Par ailleurs, la Cour Internationale de Justice rappelle, dans son avis consultatif du 16 octobre 1975, que le principe de libre autodétermination doit s'appliquer immédiatement à toutes les situations coloniales (paragraphe 55 de l'avis consultatif sur le Sahara occidental). Et la cour de conclure que le processus de décolonisation envisagé par l'Assemblée générale de l'ONU est un processus qui respectera le droit des populations du Sahara de déterminer leur statut politique futur par la libre expression de leur volonté. Ce droit à l'autodétermination n'est pas modifié par la requête pour avis consultatif et constitue un élément de base des questions adressées à la cour par l'Assemblée générale. Le Maroc traverse un moment des plus délicats dans sa quête de maintenir le statu quo au Sahara occidental. Pour la énième fois, le gouvernement marocain mène une large campagne contre l'Envoyé personnel du Secrétaire général de l'ONU pour le Sahara occidental, le chevronné diplomate américain, Christopher Ross, pour le pousser maladroitement à la sortie, pratique désormais connue qui rappelle l'épisode de James Baker, dont la démission a réjoui le Maroc.

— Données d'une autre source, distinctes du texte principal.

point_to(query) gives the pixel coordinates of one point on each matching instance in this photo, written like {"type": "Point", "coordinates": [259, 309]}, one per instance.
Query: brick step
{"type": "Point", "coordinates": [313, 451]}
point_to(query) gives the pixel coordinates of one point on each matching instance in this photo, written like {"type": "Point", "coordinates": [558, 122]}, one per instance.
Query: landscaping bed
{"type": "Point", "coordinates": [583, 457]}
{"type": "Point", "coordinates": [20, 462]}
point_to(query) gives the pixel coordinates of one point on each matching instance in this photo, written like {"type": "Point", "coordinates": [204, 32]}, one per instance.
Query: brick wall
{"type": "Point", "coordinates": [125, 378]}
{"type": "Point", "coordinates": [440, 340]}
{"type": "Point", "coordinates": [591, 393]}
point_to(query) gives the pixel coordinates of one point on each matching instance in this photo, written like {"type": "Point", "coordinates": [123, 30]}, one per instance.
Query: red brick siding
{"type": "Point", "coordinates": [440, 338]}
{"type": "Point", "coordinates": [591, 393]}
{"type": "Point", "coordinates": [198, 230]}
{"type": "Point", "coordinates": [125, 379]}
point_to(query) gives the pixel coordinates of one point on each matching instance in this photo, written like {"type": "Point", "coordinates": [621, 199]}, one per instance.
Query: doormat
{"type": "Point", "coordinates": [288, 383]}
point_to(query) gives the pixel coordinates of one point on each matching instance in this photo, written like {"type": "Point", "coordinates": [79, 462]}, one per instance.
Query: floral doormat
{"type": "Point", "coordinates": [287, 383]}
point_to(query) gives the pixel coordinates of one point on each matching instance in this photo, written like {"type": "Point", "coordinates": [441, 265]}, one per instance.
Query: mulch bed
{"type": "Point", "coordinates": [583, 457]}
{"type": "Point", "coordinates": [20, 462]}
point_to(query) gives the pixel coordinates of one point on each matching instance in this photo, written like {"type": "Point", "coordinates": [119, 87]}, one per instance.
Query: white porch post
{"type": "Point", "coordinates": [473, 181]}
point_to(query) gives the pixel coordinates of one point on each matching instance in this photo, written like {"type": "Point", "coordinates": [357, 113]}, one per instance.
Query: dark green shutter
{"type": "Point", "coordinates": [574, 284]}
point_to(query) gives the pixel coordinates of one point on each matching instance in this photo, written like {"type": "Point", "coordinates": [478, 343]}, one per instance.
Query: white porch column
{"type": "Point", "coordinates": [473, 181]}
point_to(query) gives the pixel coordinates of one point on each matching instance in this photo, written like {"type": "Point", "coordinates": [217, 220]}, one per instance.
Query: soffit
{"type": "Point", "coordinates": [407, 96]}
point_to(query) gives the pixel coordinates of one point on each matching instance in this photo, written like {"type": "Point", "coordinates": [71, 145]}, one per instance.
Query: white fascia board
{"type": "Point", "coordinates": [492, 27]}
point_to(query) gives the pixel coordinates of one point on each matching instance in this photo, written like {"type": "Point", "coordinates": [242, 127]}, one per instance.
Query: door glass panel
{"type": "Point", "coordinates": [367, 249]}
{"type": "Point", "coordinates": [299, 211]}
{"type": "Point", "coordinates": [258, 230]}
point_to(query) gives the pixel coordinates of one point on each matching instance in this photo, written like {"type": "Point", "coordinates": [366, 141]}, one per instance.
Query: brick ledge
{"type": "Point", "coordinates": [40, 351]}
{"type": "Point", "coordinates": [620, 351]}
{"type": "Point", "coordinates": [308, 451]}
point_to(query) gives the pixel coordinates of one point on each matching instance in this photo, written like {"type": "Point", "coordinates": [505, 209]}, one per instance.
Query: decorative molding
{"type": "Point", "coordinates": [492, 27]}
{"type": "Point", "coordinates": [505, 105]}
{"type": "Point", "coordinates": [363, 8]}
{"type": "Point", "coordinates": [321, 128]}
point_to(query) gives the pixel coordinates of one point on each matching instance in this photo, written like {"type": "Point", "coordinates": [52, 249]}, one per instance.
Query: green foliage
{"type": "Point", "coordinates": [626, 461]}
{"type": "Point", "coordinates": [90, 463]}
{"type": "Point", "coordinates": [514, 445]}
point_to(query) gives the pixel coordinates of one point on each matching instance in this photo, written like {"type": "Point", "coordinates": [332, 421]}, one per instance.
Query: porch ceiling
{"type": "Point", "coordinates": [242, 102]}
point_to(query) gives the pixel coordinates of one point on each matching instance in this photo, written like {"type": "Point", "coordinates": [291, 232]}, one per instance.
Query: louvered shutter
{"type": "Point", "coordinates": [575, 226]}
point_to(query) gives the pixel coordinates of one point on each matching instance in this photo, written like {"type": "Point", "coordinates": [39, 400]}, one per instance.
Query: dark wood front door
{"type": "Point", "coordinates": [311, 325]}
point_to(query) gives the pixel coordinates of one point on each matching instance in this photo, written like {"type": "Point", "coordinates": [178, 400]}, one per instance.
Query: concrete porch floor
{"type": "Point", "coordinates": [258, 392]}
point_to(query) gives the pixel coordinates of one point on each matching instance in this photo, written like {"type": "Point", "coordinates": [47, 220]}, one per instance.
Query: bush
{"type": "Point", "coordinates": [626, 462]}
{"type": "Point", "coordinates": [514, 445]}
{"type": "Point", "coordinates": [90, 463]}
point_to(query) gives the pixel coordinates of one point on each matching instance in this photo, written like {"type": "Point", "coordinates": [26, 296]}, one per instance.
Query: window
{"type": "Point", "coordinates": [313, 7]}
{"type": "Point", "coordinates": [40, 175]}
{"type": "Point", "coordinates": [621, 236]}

Il est malheureux de constater que les relations bilatérales algéro-marocaines et la construction maghrébine ont fait les frais de la stratégie de la tension et de la politique de la rupture que nos voisins marocains
entretiennent savamment et cultivent avec une rare constance pour tenir en otage la destinée des peuples maghrébins avec le vain espoir de voir l'Algérie renier sa position de principe sur la question du Sahara occidental qui est conforme, je le précise, à la stricte légalité internationale.
En guise de conclusion
Comment expliquer sinon, cette peur panique du Maroc à l'approche de rendez-vous cruciaux, en octobre prochain et en avril 2015, où l'Envoyé personnel du Secrétaire général de l'ONU, M. Christopher Ross, devra faire rapport au Conseil de sécurité sur la question du Sahara occidental dans le cadre de l'évaluation de tout le processus politique avec, a la clé, la possible redéfinition des paramètres devant guider la recherche d'une solution à la question du Sahara occidental qui soit en conformité avec la légalité internationale et qui
reléguerait aux oubliettes la thèse unilatérale et déséquilibrée de l'autonomie sur laquelle le Maroc a tant investi. C'est cette perspective douloureuse qui explique la rage et le désarroi de Mezouar qui en est réduit aux gesticulations paniquées et aux réactions hystériques visant à rendre l'Algérie responsable de l'impasse que connaît le processus de règlement de ce conflit et que tous les observateurs neutres imputent à l'entêtement du Maroc à faire entériner un fait colonial. Il est clair, que nulle fuite en avant ni aucune invocation «d'option périlleuse» ne pourront exonérer le Maroc de sa responsabilité, pleine et entière, quant à l'hypothèque de l'avenir de la région dont il sera seul comptable devant l'histoire.